Initial Public Offering - IPO
Initial Public Offering - IPO

An Initial public offering or IPO is a type of public offering in which shares of a company are sold to institutional investors and, to a lesser extent, retail investors (members of the public). This process, colloquially known a floatation, or going public, a previously privately held company is transforms into a public company. The offer can be comprised of existing shares, where the founders or venture capitalists look to cash in on their investment such as the sale of a previous acquisition or merger. Or new stock may be issued thus expanding the share capital of the company.

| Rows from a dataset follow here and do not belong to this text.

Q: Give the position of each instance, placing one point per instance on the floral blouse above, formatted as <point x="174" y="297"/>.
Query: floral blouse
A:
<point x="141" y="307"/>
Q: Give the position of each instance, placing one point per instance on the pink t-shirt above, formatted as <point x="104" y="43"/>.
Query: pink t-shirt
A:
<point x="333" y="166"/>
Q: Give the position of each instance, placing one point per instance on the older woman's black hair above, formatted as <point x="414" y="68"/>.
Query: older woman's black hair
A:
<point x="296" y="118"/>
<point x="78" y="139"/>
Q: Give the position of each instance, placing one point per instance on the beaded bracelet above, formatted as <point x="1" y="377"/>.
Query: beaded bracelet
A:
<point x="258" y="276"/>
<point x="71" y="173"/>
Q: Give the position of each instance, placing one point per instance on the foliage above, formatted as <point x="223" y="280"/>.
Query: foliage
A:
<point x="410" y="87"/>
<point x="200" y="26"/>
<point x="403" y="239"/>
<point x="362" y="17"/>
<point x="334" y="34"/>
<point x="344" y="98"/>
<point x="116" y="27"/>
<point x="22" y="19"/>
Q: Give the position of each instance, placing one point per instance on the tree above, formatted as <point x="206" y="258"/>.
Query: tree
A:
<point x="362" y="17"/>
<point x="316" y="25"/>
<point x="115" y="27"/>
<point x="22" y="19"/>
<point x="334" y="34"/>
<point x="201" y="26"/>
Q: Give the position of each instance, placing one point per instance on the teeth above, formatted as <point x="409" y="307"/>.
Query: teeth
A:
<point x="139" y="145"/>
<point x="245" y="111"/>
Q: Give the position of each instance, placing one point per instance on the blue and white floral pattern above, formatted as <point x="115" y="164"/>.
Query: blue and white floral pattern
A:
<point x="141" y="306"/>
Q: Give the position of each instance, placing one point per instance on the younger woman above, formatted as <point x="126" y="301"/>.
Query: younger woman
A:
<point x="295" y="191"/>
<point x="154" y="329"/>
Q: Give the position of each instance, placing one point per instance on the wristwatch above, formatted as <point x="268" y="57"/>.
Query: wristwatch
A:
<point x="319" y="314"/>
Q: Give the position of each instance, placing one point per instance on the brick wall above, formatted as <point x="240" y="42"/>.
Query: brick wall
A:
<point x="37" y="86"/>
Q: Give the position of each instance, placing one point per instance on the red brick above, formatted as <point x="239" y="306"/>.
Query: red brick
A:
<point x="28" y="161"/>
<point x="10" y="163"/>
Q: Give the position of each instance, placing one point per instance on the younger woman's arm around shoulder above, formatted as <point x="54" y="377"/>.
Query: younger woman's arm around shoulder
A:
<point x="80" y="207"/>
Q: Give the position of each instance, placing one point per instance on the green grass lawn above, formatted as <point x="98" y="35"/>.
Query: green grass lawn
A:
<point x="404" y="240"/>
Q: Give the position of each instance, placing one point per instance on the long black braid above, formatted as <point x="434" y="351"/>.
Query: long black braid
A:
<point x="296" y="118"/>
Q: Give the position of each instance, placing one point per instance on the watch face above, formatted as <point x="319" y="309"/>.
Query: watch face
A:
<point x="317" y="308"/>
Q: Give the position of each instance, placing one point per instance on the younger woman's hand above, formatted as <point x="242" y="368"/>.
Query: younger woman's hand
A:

One the Initial public offering is complete and the stock is freely traded on a stock exchange, the flotation enables easy trading of existing holdings or future capital raising if required. The drawback to the company is the rules and regulations to which it becomes subject. The disclosure of financial information such as accounting, tax and profits may prove to be, and indeed has been to much of a burden for some. There may also be a lockup period preventing founders from exiting their holding for a given period of time. To simplyfy the IPO process some companies are now choosing to obtain a public listing through the use of a Special Purpose Acquisition Company (SPAC). This involves an already public listed fund usually set up by a private equity firm which purchases the private company. The private firm then begins to operate as a public firm without the expense ot time required of an IPO filing. 

Any company can choose to initiate an IPO at any time. Startup companies or companies that have been in business for decades can decide to go public through an IPO. Generally, an Initial public offering is underwritten by one or more investment banks, who for a generous fee, also arrange for the shares to be listed on one or more exchanges.

Initial Public Offering Investment Strategy

Investing in Initial public offering‘s is a recognized stock market alternative investment strategy in its own right. Mangers scour the prospectus and official document much like a merger arbitrageur for clues as to the profitability of the trade. On the first day of trading, many investors get swept up in the hype that can surround a fledgling company in a high growth industry. It is not uncommon to see stocks doubling on their first day of trading. This level of outperformance underscores the importance in understanding the industry and potential profitability of the company to avoid overpaying once the stock is available.

Additionally, Special Purpose Acquisition Company (SPAC) arbitrage is also a modern twist on how traders can profit from IPO’s.